Daniel Sá
No futebol moderno, a paixão continua a ser o combustível, mas os dados são o motor. Quem não percebe isso está a perder milhões. A indústria desportiva global já entendeu que a inteligência analítica é tão valiosa quanto um craque a marcar golos no relvado.
Cada clique, cada compra, cada movimento do adepto é uma oportunidade para gerar receita, melhorar a experiência e tomar decisões estratégicas. Mas em Portugal, muitos clubes ainda tratam os dados como um detalhe, quando deveriam vê-los como um ativo central.
O contraste com os líderes europeus é gritante. O Real Madrid, por exemplo, ultrapassou pela primeira vez a marca de mil milhões de euros em receitas na temporada 2023/24, impulsionado por estratégias comerciais baseadas em dados e pela renovação do Santiago Bernabéu, que duplicou as receitas de dias de jogo para 248 milhões de euros.

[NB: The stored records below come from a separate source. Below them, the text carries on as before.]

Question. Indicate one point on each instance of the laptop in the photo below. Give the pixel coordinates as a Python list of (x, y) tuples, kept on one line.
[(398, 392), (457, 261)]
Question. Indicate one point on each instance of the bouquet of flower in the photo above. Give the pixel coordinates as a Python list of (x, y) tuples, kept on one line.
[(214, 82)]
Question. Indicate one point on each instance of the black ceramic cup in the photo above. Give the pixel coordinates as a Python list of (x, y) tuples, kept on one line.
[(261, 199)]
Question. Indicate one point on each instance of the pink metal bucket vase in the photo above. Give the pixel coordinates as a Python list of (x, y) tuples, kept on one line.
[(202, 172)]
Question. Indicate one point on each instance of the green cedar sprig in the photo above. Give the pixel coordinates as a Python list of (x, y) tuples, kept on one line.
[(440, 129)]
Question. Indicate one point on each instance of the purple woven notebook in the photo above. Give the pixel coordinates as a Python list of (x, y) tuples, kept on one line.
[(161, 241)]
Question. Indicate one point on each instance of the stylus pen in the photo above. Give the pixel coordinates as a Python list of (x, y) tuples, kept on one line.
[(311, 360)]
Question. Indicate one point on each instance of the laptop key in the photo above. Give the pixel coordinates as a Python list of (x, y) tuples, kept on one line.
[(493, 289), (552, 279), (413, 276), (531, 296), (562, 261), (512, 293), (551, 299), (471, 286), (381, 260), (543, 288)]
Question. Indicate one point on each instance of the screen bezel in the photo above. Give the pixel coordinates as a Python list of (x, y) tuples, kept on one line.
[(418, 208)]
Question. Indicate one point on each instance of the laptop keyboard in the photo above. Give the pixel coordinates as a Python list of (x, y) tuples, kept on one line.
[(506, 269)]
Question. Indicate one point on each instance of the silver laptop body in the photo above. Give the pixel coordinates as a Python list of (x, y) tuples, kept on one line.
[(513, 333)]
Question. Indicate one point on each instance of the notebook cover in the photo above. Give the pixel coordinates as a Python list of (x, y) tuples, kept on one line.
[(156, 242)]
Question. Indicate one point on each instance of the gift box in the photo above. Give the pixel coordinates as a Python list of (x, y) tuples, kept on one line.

Não foi sorte: foi inteligência. Plataformas de CRM, segmentação comportamental e análise preditiva permitem ao clube oferecer experiências premium, personalizar ofertas e maximizar o valor de cada interação com os seus adeptos.
Em Portugal, há sinais tímidos de mudança. O verdadeiro potencial está fora das quatro linhas: monetizar dados dos adeptos. Perfis unificados, histórico de compras, comportamento digital — tudo isso pode gerar receitas recorrentes. O Galatasaray, por exemplo, transformou a celebração do seu 20º título nacional numa fonte de receita sustentável, promovendo assinaturas premium em vez de bilhetes, com impacto direto no fluxo financeiro anual.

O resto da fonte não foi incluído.